•Commuters see hell on Benin by-pass over daylight robbery attacks •Our ordeal–Victims •The cattle rearers connection
By CHIOMA IGBOKWE
In 2002 the Benin bypass was opened to traffic by the Obasanjo administration. The bypass, stretching about 24 kilometers, connects the Ore-Benin road with the Benin-Asaba end. It was planned to save commuters the stress of getting stuck in the highly congested city.
When it was opened, it brought relief to motorists and residents of the Edo State capital. Just as commuters were about to heave a sigh of relief that their worst nightmares were over, armed robbers took over the by-pass. Now it appears that they operate almost on a daily basis, in broad daylight, without impunity. With yuletide season around the corner, their activities on that road seem to have heightened.
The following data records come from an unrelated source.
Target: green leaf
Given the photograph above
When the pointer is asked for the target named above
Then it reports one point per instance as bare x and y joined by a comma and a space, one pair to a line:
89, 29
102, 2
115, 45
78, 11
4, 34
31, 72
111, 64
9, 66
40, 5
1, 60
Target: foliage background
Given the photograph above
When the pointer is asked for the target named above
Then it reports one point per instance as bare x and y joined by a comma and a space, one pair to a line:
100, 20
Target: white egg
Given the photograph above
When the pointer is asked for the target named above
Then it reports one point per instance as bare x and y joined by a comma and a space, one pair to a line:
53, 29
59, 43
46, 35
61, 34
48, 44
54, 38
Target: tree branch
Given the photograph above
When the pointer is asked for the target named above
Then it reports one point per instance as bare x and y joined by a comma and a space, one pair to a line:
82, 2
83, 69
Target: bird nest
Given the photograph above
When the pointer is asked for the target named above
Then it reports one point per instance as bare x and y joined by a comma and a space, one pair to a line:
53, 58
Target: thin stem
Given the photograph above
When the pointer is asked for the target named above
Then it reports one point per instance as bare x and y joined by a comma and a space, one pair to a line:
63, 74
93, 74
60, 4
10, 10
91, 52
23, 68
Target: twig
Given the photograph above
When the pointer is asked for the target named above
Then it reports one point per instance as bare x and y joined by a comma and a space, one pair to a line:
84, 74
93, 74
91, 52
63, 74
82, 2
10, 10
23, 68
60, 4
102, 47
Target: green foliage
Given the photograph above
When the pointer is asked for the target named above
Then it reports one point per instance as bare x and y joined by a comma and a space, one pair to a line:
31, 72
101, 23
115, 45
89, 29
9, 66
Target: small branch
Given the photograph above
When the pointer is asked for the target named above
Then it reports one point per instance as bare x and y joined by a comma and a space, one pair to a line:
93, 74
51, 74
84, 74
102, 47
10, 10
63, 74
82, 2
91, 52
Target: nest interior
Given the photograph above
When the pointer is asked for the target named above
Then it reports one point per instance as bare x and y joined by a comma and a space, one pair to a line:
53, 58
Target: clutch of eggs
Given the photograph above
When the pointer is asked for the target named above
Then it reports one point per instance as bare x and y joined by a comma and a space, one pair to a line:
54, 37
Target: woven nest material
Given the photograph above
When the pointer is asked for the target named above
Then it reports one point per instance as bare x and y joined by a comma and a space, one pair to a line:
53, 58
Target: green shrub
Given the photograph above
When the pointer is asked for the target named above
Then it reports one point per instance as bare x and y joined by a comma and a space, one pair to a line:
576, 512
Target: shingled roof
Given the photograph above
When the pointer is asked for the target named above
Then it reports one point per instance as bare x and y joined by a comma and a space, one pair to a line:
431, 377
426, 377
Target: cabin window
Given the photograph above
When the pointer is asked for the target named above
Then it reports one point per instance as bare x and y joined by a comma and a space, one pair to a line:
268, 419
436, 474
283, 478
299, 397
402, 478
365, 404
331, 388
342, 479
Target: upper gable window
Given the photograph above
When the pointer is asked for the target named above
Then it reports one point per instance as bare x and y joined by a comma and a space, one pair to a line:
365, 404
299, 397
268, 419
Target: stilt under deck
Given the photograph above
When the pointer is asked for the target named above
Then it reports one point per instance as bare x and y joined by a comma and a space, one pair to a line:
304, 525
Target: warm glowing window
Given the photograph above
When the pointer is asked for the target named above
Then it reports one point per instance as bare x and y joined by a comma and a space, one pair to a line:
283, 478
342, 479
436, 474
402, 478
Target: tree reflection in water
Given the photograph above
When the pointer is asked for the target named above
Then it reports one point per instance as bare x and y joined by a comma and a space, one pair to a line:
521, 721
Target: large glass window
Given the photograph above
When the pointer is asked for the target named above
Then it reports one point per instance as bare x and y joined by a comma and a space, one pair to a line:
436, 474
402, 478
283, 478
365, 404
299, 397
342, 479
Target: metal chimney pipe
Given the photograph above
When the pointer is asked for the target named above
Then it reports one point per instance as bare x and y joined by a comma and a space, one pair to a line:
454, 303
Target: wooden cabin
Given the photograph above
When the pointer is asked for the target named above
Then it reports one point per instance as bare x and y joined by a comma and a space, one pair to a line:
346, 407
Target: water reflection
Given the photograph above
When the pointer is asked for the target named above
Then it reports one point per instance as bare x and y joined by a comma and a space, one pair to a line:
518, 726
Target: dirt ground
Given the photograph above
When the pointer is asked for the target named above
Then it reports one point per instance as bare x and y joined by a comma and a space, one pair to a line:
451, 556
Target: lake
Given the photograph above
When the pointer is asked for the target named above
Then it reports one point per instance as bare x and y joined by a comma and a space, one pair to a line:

Saturday Sun reporter, who was on the spot shortly after robbers took over the road for 30 minutes, spoke with drivers and passengers who related their ugly experiences. One of the commuters, Madam Shola, lamented that she was ready to spend more hours in Benin than to board any vehicle that dares to pass through the by-pass. Shouting, she scolded her driver for daring to convince her that the road was crime-free.
“I warned him and he would not listen; I prefer to sleep in Benin because of the congestion along that road to okada to being caught in the fire of those robbers. I lost my cousin last year on this road. We were travelling home for an event with our private car. They robbed us and still killed him. It’s a painful experience. It’s terrible because then there were different police checkpoints along that road and yet they operated undeterred.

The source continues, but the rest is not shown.